Death wrapped an arm around my middle and slapped my ass hard before hauling me kicking and screaming back to the bed with the bare stained mattress.
“Let me go!”
He threw me with enough force that I bounced. I scrambled to get away from him.
“You’re so predictable,” he said, his voice calm.
I slid off the bed opposite him and planted my hands on it. I shifted my gaze from him to the door and back.
“Get on the bed.”
We both danced from foot to foot, him mimicking my movements as I bounced left then right, looking for the opportunity to run.
“Just let me go! You don’t have to do this.”
“Get on the fucking bed.”
God, he sounded bored of all things. Fucking bored.
“I don’t know what you’re being paid, but I can pay you more.” It was a total lie. I had no money.
I took two steps, then stopped when he matched them, standing opposite him on the other side of the bed.
“No, you can’t. Now get on the bed, and I’ll take your obedience into consideration when it’s time for your punishment.”
My ass throbbed at the word. I shook my head and this time, went for it.
I just went right for the door even though I knew I wouldn’t make it.
He was faster. He was bigger. And he was stronger.
So when the door slammed shut almost catching my fingers between it and the frame, I wasn’t wholly surprised.
I whirled around, feeling him so close. Close enough to knee? He hadn’t locked the door yet. If I could—
But he must have anticipated it because he caught my knee between his thighs and pressed himself up against me, holding me tight against the door.
We stood like that, watching each other, breath coming fast, my naked chest heaving against his with the effort to keep taking in air as he squeezed it out of me.
I felt this strange sort of pull to him, this sort of…
attraction? No, not that. He may be beautiful, but he was evil.
He was no better, no different than Victor.
The draw, though, I knew he felt it too.
I saw it in the way he looked at me, now that he wore no mask.
But sexual attraction was a thing of the bodies, not the mind.
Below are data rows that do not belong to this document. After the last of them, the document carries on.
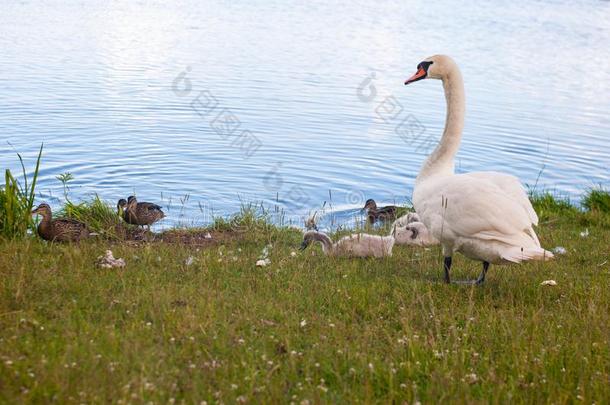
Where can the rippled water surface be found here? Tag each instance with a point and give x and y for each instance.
(126, 95)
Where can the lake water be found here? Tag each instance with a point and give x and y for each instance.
(127, 97)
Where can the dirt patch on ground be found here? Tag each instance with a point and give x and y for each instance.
(199, 238)
(189, 237)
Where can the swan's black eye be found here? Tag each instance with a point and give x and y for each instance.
(424, 65)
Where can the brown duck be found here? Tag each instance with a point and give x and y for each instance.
(374, 213)
(139, 213)
(60, 229)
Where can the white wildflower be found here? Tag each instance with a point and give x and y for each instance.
(471, 378)
(107, 261)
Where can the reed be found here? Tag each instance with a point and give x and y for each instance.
(17, 200)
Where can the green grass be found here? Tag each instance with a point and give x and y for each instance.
(597, 199)
(306, 327)
(100, 216)
(16, 201)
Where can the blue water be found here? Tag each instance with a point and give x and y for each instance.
(126, 95)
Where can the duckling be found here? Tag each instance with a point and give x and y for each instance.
(141, 213)
(387, 213)
(60, 229)
(414, 234)
(355, 245)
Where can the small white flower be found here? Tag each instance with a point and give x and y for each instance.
(471, 378)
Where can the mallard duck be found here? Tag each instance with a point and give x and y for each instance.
(140, 213)
(387, 213)
(60, 229)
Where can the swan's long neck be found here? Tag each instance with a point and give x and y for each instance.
(440, 162)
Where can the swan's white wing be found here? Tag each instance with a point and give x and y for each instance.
(477, 208)
(512, 187)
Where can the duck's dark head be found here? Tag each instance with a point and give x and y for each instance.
(43, 209)
(370, 204)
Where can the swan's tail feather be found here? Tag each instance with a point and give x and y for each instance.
(518, 255)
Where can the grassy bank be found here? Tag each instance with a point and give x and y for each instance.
(184, 323)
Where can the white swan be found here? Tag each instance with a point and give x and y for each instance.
(355, 245)
(414, 233)
(484, 215)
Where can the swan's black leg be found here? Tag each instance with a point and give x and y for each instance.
(447, 267)
(481, 278)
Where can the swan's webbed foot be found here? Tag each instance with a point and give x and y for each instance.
(478, 281)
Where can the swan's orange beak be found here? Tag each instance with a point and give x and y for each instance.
(420, 74)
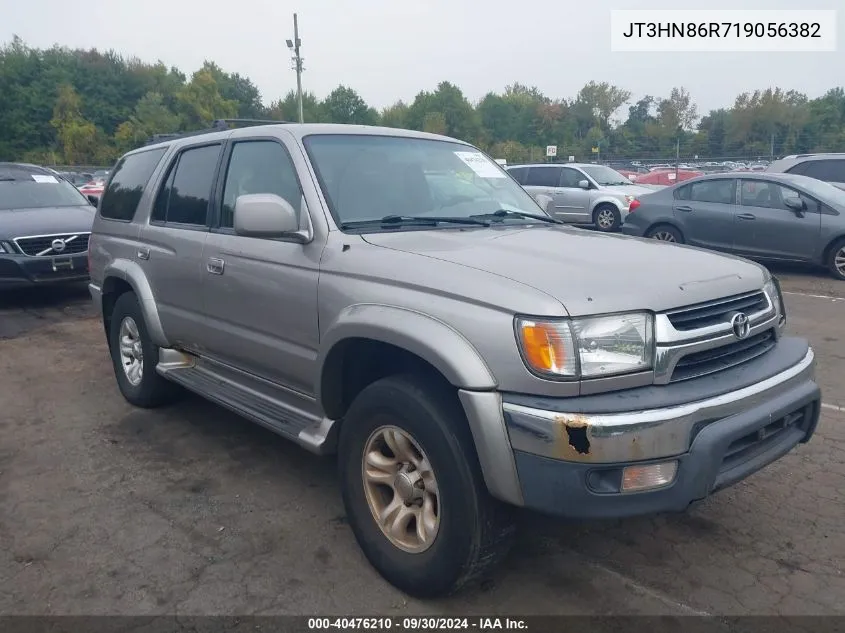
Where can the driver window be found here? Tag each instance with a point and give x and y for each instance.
(259, 167)
(570, 178)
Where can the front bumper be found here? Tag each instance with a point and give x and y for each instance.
(571, 463)
(21, 271)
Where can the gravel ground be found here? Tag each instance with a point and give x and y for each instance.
(105, 509)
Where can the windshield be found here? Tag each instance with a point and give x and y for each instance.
(605, 176)
(367, 177)
(37, 191)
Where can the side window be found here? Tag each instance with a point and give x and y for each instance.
(121, 197)
(519, 174)
(570, 178)
(543, 177)
(826, 170)
(770, 195)
(713, 191)
(259, 167)
(185, 196)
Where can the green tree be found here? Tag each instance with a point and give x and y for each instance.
(344, 105)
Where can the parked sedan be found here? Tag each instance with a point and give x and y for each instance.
(44, 227)
(759, 215)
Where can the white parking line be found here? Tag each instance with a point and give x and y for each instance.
(804, 294)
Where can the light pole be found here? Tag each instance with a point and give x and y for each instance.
(297, 64)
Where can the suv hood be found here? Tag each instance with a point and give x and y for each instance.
(46, 221)
(588, 272)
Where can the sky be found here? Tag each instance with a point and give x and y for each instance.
(391, 49)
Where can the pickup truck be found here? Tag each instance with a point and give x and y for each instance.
(395, 299)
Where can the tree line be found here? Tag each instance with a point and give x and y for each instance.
(86, 107)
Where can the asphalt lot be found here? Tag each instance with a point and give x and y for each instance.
(105, 509)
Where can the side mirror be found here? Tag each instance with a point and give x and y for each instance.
(264, 215)
(795, 204)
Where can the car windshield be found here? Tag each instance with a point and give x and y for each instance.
(605, 176)
(368, 177)
(37, 191)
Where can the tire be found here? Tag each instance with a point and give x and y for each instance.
(150, 390)
(665, 233)
(473, 531)
(836, 260)
(607, 219)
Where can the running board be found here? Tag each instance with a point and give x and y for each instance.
(315, 434)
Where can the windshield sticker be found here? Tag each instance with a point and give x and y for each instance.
(480, 164)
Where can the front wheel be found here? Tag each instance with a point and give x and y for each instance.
(666, 233)
(607, 218)
(836, 260)
(413, 490)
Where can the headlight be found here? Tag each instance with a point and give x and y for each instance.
(772, 289)
(588, 348)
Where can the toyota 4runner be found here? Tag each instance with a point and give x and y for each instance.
(397, 299)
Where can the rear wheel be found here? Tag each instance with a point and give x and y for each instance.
(606, 217)
(836, 260)
(135, 356)
(666, 233)
(413, 489)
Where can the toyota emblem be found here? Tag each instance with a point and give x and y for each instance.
(740, 325)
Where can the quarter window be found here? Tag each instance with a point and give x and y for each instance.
(185, 196)
(123, 193)
(259, 167)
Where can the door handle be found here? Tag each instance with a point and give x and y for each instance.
(215, 265)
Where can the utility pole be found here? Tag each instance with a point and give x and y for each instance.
(297, 64)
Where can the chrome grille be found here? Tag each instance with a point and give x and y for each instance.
(713, 313)
(48, 245)
(715, 359)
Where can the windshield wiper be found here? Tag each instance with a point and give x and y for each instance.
(410, 220)
(504, 213)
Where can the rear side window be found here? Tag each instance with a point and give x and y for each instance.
(121, 197)
(543, 177)
(519, 174)
(186, 193)
(826, 170)
(713, 191)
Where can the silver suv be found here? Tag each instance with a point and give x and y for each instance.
(580, 193)
(827, 167)
(396, 299)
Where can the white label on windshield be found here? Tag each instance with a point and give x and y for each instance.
(480, 164)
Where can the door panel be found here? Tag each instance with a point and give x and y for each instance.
(766, 227)
(572, 204)
(706, 211)
(260, 295)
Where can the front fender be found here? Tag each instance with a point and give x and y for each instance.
(431, 339)
(131, 273)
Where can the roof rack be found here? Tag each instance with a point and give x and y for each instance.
(218, 125)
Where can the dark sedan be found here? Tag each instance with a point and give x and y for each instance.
(44, 227)
(779, 217)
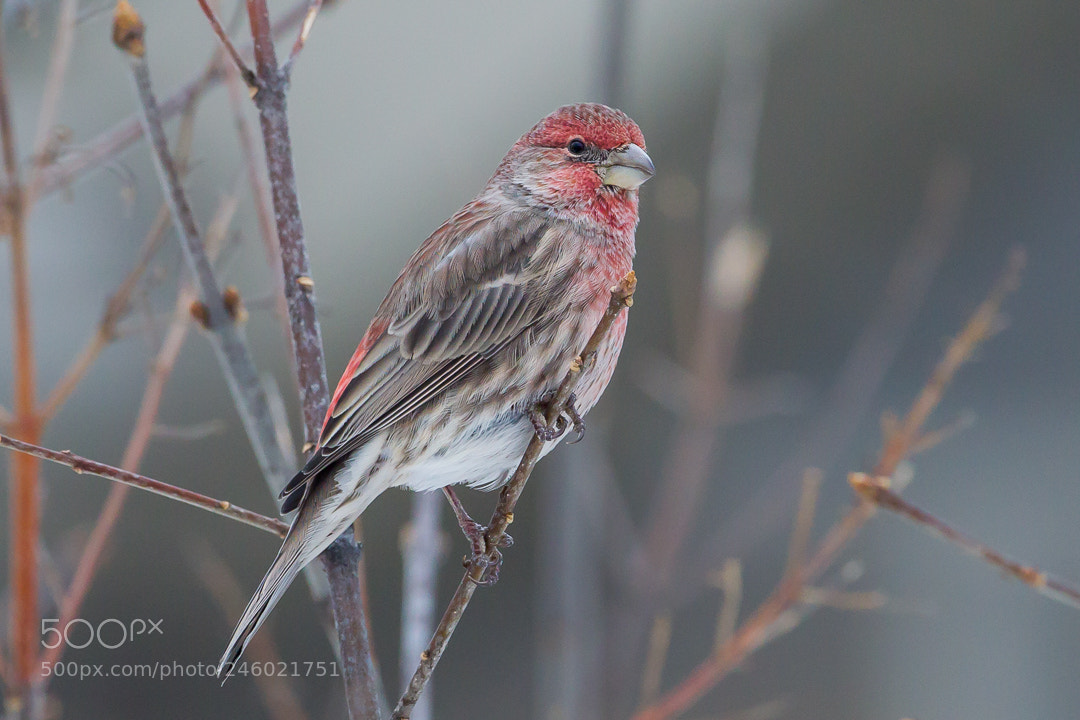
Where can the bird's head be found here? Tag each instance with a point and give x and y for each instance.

Not the heart. If it was that, it was mechanic. That was all.
There was more. Something else. Something different.
Sometimes, things we can’t remember carry emotion with them.
That feeling—good or bad—it’s the thing that’s present between two strangers.
And we were strangers. It’s just, this feeling…
no, I was confused. Maybe it was a sort of Stockholm syndrome, although it would be too soon, wouldn’t it?
When did Stockholm kick in? Maybe because Victor had held me for…
how long had he held me? Days? Weeks? Hours?
How long ago had I witnessed Mateo’s execution?
No, I was confused. There was no emotion. No feeling. There was only confusion. Confusion and hate.
We stayed like that, our eyes locked, and I felt him, I felt his cock at my belly, hard and thick and ready. He was aroused. I knew he’d been aroused before too. After he’d whipped me, I’d seen how tight his jeans had stretched across his crotch.